I think there's more assessment about what are the real paths forward. I think there's also more appetite in the commercial sector, [laughs], for a lot of these technologies. I think some lessons are around being clear about what timeline you're shooting for, um, with your capital. And being really considerate about is this an appropriate capital risk for the type of money you're investing?
Jason Jacobs: What is the overlap on the Venn diagram between the most impactful climate innovation and, fit with traditional venture capital?
Rachel Slaybaugh: You know, I think, I think it's growing. And this is where I'd be curious about your opinion since you've been sort of talking in this sector a lot more about how traditional venture sees it. Because I've spent a lot more time with people because of my job at ARPA-E and Cyclotron Road I know the climate investors a lot more, and I'm just now starting to build those relationships with the more general investors. And it, it seems like there's hesitance, and they're most interested in things that are poppy in the news that may not necessarily be the most impactful or the, or the best commercial returns. So I think there's still some education or some conversation to be had there. I think there's some, I think it's growing. And I think there's more collaboration to be done to increase that Venn diagram. [laughs]

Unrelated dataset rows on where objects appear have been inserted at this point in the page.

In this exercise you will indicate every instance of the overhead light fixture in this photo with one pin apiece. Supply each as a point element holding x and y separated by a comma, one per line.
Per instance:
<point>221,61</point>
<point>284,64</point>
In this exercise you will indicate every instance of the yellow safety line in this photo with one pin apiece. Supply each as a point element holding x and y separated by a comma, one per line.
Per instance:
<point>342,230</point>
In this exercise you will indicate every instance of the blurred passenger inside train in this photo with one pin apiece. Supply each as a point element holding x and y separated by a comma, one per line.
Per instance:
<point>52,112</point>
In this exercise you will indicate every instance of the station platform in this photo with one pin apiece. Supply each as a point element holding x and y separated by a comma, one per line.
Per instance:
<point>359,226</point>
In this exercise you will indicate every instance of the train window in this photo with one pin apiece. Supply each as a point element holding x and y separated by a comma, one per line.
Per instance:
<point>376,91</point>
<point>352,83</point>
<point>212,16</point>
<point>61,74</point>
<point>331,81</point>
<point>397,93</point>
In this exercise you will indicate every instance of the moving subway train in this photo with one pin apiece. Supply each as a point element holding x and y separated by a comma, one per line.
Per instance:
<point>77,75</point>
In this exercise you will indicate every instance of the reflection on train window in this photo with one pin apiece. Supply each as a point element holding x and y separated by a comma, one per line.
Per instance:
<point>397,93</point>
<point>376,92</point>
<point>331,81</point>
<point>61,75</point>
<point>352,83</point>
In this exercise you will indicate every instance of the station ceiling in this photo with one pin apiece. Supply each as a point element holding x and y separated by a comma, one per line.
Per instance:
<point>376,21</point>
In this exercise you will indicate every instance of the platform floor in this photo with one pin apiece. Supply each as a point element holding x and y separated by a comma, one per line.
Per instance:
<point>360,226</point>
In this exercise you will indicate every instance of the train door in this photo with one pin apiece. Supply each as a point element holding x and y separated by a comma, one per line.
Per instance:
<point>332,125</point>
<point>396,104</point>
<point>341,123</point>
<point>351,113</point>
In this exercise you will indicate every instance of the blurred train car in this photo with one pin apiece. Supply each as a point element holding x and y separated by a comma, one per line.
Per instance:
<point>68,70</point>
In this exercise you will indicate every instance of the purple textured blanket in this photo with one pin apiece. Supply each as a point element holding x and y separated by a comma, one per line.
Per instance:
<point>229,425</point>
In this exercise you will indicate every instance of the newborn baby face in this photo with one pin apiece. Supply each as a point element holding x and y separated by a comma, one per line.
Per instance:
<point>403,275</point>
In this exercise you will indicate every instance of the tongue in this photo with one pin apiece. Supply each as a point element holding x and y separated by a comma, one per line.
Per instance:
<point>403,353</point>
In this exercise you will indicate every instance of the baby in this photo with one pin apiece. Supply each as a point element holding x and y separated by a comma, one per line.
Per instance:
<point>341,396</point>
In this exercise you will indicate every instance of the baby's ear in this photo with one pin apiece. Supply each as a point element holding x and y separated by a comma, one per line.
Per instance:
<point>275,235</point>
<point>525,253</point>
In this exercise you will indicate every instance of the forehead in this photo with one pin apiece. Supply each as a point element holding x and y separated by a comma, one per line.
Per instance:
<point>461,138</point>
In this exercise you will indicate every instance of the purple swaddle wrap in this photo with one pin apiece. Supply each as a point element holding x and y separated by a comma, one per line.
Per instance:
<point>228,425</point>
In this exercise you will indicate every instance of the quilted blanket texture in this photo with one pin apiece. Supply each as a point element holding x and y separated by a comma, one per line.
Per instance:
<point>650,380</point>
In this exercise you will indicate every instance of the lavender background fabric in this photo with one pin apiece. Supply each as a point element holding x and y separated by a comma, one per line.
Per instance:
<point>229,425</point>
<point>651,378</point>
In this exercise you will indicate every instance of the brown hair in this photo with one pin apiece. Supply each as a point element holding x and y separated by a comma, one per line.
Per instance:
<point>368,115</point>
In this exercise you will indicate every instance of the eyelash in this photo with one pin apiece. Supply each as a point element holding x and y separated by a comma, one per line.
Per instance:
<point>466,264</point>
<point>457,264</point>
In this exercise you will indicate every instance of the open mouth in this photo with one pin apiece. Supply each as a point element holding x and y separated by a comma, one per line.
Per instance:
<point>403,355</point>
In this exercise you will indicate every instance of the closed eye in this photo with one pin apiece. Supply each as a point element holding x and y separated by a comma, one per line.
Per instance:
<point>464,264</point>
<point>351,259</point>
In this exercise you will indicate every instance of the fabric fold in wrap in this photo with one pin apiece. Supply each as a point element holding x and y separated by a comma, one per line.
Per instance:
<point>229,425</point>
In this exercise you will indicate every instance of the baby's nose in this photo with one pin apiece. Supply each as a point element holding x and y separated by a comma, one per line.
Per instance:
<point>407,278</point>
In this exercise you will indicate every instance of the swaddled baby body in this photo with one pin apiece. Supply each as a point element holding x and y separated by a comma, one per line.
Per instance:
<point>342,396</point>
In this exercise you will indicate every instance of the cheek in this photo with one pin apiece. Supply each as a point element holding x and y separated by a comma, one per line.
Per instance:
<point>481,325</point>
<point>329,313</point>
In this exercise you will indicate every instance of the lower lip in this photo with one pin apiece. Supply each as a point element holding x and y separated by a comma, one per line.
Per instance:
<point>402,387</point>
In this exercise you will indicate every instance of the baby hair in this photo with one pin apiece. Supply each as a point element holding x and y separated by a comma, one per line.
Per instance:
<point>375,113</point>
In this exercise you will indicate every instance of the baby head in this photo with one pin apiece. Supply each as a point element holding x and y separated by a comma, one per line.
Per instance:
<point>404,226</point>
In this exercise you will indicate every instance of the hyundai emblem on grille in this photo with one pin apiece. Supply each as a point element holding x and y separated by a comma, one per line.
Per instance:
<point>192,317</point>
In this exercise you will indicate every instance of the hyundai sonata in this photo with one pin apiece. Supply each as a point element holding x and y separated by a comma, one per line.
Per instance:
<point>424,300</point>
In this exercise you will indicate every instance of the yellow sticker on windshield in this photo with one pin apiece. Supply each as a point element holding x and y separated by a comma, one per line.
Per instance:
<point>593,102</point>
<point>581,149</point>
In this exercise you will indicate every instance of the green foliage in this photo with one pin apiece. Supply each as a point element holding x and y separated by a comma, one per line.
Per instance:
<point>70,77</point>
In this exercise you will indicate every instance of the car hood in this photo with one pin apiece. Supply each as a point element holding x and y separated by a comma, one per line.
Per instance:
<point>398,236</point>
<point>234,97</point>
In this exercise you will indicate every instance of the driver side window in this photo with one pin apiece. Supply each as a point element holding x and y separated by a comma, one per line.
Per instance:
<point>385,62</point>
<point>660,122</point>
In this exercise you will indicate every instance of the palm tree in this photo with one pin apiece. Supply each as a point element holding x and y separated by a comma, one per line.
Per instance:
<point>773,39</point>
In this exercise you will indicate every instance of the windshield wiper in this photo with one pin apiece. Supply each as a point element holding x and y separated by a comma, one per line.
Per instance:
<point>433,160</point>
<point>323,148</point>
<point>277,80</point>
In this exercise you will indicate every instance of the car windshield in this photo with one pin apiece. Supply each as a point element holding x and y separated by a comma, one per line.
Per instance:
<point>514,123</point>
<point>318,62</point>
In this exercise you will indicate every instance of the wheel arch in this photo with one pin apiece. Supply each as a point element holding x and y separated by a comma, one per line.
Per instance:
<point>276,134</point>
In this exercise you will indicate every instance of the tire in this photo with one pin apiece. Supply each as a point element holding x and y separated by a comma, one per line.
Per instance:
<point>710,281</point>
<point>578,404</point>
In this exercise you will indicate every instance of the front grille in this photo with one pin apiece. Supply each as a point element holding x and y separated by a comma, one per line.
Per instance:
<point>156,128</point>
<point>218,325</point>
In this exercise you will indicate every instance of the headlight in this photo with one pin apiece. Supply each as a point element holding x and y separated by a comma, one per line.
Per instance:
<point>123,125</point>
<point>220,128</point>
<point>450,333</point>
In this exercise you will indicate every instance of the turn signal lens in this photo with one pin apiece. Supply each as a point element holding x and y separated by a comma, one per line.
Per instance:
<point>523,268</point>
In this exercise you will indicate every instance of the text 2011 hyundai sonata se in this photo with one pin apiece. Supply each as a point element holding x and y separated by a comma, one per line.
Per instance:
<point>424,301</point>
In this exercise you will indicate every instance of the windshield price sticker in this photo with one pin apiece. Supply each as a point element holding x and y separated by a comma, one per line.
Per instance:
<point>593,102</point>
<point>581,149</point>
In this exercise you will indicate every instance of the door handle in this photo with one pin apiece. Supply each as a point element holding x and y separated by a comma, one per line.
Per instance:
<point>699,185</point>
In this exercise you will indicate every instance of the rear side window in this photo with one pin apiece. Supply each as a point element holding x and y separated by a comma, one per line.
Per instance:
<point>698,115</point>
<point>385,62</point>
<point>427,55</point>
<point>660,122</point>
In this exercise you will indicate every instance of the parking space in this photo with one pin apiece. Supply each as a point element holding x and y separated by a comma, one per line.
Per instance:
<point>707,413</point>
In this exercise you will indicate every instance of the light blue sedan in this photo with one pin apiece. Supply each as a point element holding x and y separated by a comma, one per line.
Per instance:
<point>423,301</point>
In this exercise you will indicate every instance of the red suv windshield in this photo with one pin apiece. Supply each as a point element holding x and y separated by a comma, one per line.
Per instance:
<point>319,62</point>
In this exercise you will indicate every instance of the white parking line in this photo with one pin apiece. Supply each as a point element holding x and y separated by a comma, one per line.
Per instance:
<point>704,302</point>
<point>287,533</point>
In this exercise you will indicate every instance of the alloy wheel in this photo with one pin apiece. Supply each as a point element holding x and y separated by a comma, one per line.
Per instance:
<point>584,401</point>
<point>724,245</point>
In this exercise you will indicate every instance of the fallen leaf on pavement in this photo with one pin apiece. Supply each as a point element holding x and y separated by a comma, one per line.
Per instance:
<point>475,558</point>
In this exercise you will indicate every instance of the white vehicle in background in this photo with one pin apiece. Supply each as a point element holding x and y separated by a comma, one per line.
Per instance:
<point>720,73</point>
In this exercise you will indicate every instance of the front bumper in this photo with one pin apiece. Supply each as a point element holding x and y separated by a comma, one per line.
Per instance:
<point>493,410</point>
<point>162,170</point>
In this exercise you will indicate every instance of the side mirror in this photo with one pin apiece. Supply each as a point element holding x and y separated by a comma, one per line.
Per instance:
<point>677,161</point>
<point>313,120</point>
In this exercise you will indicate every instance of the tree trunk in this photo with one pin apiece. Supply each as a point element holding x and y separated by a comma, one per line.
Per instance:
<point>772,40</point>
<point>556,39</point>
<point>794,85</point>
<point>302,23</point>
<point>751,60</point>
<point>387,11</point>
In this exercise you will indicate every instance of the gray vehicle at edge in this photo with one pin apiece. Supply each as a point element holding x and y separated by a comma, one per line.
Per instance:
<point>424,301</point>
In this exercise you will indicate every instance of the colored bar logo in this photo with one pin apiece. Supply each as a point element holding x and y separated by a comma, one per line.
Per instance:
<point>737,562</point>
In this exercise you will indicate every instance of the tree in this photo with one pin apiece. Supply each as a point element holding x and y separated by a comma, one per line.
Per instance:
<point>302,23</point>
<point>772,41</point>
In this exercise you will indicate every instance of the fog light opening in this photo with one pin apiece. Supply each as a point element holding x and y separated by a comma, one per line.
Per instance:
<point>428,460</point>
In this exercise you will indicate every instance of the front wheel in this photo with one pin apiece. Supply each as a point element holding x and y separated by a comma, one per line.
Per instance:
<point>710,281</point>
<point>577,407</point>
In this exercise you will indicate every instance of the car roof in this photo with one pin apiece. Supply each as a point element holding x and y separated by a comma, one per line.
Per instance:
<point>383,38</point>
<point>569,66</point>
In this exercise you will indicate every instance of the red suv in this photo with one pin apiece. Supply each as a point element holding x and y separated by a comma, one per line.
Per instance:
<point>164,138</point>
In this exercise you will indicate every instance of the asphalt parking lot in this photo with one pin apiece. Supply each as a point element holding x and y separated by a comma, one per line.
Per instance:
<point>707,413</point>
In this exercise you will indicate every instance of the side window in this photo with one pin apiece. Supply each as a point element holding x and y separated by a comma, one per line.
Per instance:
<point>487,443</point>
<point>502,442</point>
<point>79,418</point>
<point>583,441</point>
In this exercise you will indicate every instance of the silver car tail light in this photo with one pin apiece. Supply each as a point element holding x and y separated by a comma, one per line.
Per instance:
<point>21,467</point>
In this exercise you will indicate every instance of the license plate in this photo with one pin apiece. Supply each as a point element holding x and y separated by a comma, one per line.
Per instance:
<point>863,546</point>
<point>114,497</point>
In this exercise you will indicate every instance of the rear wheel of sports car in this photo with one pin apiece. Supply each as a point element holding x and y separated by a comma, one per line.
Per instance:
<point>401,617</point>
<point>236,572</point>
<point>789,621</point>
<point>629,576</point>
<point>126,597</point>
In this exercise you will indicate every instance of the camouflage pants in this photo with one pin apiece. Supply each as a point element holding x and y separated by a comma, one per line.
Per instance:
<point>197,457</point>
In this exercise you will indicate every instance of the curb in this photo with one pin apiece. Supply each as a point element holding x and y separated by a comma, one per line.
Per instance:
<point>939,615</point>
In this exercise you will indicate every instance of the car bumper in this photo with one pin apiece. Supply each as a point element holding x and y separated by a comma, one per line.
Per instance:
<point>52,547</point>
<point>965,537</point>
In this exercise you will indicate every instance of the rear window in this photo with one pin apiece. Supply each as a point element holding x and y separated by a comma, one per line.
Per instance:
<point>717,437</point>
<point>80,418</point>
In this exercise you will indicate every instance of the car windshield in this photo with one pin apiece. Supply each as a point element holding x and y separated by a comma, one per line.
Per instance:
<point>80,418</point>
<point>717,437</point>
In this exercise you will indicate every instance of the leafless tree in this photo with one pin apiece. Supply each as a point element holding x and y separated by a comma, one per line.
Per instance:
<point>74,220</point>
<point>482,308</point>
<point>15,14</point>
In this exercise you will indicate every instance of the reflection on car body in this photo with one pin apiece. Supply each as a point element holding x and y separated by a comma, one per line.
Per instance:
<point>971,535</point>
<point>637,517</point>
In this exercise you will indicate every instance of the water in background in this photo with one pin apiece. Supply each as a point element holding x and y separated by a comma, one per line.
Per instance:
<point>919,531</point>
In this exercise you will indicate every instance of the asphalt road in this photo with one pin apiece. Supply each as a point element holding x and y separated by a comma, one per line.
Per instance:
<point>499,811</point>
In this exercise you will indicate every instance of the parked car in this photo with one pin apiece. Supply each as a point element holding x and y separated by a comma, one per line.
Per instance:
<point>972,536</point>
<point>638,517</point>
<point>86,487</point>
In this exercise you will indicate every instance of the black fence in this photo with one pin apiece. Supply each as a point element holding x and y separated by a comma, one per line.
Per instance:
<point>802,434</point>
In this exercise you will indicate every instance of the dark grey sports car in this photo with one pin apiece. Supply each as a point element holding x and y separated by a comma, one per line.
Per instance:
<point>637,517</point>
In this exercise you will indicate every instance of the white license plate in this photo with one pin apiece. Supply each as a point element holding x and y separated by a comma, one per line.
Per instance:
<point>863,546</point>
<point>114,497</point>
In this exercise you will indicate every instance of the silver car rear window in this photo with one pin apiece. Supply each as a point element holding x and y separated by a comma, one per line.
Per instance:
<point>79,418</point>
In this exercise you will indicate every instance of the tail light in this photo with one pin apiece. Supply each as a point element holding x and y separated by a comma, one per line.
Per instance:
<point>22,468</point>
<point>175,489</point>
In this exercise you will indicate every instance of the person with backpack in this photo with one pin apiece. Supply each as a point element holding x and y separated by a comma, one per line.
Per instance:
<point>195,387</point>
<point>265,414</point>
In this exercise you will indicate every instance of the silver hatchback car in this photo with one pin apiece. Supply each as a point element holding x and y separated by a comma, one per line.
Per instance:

Jason Jacobs: One reason I asked is that... I mean, you mentioned that ARPA-E is catalytic capital, for example. And there's, there's other examples of catalytic capital whether it's family office, or Cyclotron Road, or ActiveAide, or Prime Coalition, or, or... I guess, Azolla, that now their investing arm is called. But venture capital decidedly is not catalytic capital. It's, it's not their job, they're representing people's 401[k]s, their pensions, retirees. The capital needs to generate the best returns, that the fiduciary responsibility of the, of the limited partners that are, that are investing in these funds. And given that, how impactful can that capital be given that it, it sounds like the catalytic capital is where the action is from an impact standpoint? I- i- am I hearing that right?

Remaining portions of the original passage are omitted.